Моя комната стала похожа на железнодорожную станцию. Сначала пришел Ауви, потом принц Гессена. Они оба жили во дворце. Я знал лишь то, что был очень раздражен срывом моего лечения. «Что ж, в любом случае это конец для этого газового завода», – сказал я. Наверное, это было весьма жесткое замечание, но само здание всегда мне казалось архитектурным выкидышем. Конечно, на следующий день нацистские газеты вышли с заголовками, усеянными обвинениями, что это работа коммунистов, после чего случился известный скандал.
Боюсь, эта история дает мало новых ценных свидетельств. Позже предполагали, что я был одним из людей, знавших всю историю в деталях. Меня это событие застало в постели с лихорадкой, более того, ни я, ни кто-либо из других гостей, ни кто-либо из прислуги не знал и не заметил какой-либо активности в доме, которая подтверждала бы теорию о том, что Эрнст со своими поджигателями из СА проникли в рейхстаг через туннель из наших подвалов. С другой стороны, это было большое здание, они могли заполучить ключ от подвала для угля и осуществить все совершенно незаметно. Что, однако, небезынтересно, так это поведение Геббельса и Гитлера.

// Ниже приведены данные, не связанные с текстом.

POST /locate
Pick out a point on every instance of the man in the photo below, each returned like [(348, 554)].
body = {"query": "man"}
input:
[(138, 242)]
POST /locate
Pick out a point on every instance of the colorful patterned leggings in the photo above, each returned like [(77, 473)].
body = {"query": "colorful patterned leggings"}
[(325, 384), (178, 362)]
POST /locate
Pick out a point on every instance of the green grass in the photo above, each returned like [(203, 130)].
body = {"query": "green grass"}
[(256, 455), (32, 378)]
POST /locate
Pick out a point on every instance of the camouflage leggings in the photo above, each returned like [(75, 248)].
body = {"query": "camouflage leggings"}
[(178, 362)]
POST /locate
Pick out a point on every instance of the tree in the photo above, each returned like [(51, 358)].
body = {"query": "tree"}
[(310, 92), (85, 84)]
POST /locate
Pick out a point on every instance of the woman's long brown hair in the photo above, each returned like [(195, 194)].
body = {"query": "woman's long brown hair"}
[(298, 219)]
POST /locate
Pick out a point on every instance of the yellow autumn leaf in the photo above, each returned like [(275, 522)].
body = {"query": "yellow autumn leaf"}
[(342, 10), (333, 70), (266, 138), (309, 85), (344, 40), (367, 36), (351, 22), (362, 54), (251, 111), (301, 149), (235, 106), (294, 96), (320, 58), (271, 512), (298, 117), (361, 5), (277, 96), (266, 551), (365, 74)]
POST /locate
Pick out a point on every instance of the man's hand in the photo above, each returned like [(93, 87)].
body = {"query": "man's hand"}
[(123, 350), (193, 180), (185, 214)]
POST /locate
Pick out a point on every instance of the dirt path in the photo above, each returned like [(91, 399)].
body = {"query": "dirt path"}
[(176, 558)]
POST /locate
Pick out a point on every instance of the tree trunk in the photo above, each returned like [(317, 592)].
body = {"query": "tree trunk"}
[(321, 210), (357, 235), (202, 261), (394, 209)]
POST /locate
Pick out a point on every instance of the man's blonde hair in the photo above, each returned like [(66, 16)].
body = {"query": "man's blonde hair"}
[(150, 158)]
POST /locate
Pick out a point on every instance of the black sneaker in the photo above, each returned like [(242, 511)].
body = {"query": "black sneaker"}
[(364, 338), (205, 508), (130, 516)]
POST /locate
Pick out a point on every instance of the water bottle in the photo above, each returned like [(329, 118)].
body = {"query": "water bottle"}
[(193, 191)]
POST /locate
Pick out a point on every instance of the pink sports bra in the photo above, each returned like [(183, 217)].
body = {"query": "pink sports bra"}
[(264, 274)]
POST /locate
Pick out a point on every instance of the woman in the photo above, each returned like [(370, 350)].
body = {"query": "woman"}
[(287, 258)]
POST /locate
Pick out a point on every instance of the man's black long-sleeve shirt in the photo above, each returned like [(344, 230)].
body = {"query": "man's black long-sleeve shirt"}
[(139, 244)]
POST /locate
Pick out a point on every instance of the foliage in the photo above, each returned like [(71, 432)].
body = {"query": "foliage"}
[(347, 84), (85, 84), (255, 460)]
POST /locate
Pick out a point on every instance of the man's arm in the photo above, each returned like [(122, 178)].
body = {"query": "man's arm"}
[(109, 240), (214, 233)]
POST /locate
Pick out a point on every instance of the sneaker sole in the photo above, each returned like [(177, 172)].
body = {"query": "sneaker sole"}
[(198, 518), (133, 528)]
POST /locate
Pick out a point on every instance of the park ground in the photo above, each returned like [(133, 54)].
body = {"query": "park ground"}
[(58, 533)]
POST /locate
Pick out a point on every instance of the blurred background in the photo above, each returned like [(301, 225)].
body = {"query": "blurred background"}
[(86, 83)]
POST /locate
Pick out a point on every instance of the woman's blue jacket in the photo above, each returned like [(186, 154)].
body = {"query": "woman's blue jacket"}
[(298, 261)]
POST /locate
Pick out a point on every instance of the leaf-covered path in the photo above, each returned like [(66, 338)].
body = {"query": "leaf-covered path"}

Маленький доктор, конечно, был законченным лжецом, но если раздражение с подозрением и могут быть искренними в человеческом голосе, то в телефонном разговоре тем вечером у него были именно такие интонации. Какие бы гипотезы ни выдвигались в то время, меня нисколько не удивило, учитывая весомость свидетельств, доступных теперь, что Геринг планировал эту акцию самостоятельно (Гитлер, безусловно, был посвящен в ее детали), чтобы забрать себе часть инициативы у своего ненавистного соперника, Геббельса. Был ли Геринг во дворце тем вечером или нет, я не знаю. Я его не видел.
У меня самого подозрений не возникало до тех пор, пока гораздо позже в том же году я не прочел расшифровки судебных стенограмм на процессе в Лейпциге над Димитровым и его помощниками. До этого в одной книге, опубликованной в Лондоне, в связи с заговором по поджогу рейхстага упоминалось мое имя. Я подал в суд за клевету через адвоката по имени Кеннет Браун, который позже стал моим хорошим другом. Однако позже я был так поражен никчемностью доказательств против Димитрова, представленных на суде, что полетел в Лондон попросить Брауна отозвать иск, но к тому времени издатели все равно уже уступили.
Суд в Лейпциге сильно уронил престиж Геринга. Он был в ярости. Однажды за обедом в канцелярии он возвестил:
«Mein Führer, то, каким образом ведут себя эти судьи из верховного суда, – это абсолютный позор. Можно подумать, подсудимые мы, а не коммунисты». Ответ Гитлера многое прояснял. «Mein lieber Goering, – сказал он, – это лишь вопрос времени. Скоро мы заставим этих стариков говорить на нашем языке. В любом случае все они уже скоро уйдут в отставку по возрасту, и мы посадим туда своих людей. Но пока der Alte[48]жив, мы можем сделать немногое».
Я принял и некоторое участие в том, чтобы Димитров смог покинуть Германию живым, после того как его признали невиновным. В ответ на послание президента Рузвельта я держал связь с американским послом в Берлине Уильямом Э. Доддом. Во многих отношениях он был не слишком хорошим послом. Это был скромный профессор истории с Юга, он содержал посольство на очень скромные средства и, по-видимому, пытался откладывать деньги из своего жалованья. Когда мне был нужен настоящий миллионер, чтобы что-то противопоставить блеску и роскоши нацистов, он скромно держался в тени, будто все еще жил в общежитии колледжа. Его ум и предрассудки были мелкими. Из-за того что я учился в Гарварде, он даже меня называл чертовым янки, но я пытался изо всех сил помочь ему реализовывать то влияние, которое у него было. Однажды я даже устроил личную встречу его с Гитлером без присутствия представителя из министерства иностранных дел, что, разумеется, совершенно противоречило протоколу. Нейрат, дружбу которого я очень ценил, явно разозлился, услышав об этом, и, действительно, как оказалось, все это того не стоило. Я не помню когда, но в какой-то момент я решил, что нужно поехать домой к Гитлеру. Додд не произвел на него никакого впечатления. Гитлер почти соболезновал ему. «Der gutft[49]Додд, – сказал он, – он едва говорит на немецком и совершенно бесполезен».